Objective To explore the role and mechanism of maternally expressed gene 3 (MEG3) in the development of hepatocellular carcinoma.
Methods The expression of MEG3 in normal cells and HL-7702 cells was detected with quantitative real-time reverse transcription PCR (qRT-PCR). Cell proliferation was assessed with Cell Counting Kit-8 (CCK8) assay. Cell apoptosis was tested with flow cytometry. The expression of vascular endothelial growth factor alpha (VEGFA) and its receptor (vascular endothelial growth factor receptor 1, VEFGR1) were measured with Western blot.

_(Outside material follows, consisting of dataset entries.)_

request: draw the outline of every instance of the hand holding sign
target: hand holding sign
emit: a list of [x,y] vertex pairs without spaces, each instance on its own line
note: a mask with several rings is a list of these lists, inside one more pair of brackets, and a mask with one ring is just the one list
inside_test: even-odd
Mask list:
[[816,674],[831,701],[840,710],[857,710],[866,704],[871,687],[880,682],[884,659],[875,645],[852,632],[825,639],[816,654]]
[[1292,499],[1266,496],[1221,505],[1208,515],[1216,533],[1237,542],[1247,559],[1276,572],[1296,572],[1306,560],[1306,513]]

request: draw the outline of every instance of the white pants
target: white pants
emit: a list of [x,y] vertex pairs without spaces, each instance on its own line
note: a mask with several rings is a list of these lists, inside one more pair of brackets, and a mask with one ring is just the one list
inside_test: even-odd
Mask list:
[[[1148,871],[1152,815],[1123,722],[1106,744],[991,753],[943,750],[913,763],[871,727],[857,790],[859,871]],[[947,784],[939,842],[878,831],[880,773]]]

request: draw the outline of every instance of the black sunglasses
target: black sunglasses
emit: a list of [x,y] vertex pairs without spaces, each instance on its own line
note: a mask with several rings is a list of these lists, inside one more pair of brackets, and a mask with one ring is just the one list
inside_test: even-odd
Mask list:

Results Compared with that of normal hepatic cell line HL-7702, the expression of MEG3 was decreased in hepatoma carcinoma cell lines MHCC97L, SMMC7721, MHCC97H, and HepG2 (P < 0.01). Compared with those of the control cells transfected with LV-scramble, the cell proliferation was attenuated in LV-MEG3-transfected SMMC7721 cells (from 5.8 ± 0.4 to 3.1 ± 0.3 folds) and MHCC97 cells (from 6.4 ± 0.5 to 3.4 ± 0.3 folds), but the cell apoptosis rate was increased (from 2.8 ± 0.4% to 12.4 ± 0.6% for SMMC7721 cells and from 2.2 ± 0.4% to 13.5 ± 0.5% for MHCC97H cells); moreover, the expressions of VEGFA and VEGFR1 were significantly inhibited in LV-MEG3-transfected SMMC7721 and MHCC97 cells (both P < 0.01).
Conclusion Long non-coding RNA MEG33 inhibits cell proliferation and promotes cell apoptosis in hepatocellular carcinoma cells and the effects may associate with the down regulation of VEGFA and VEFGR1.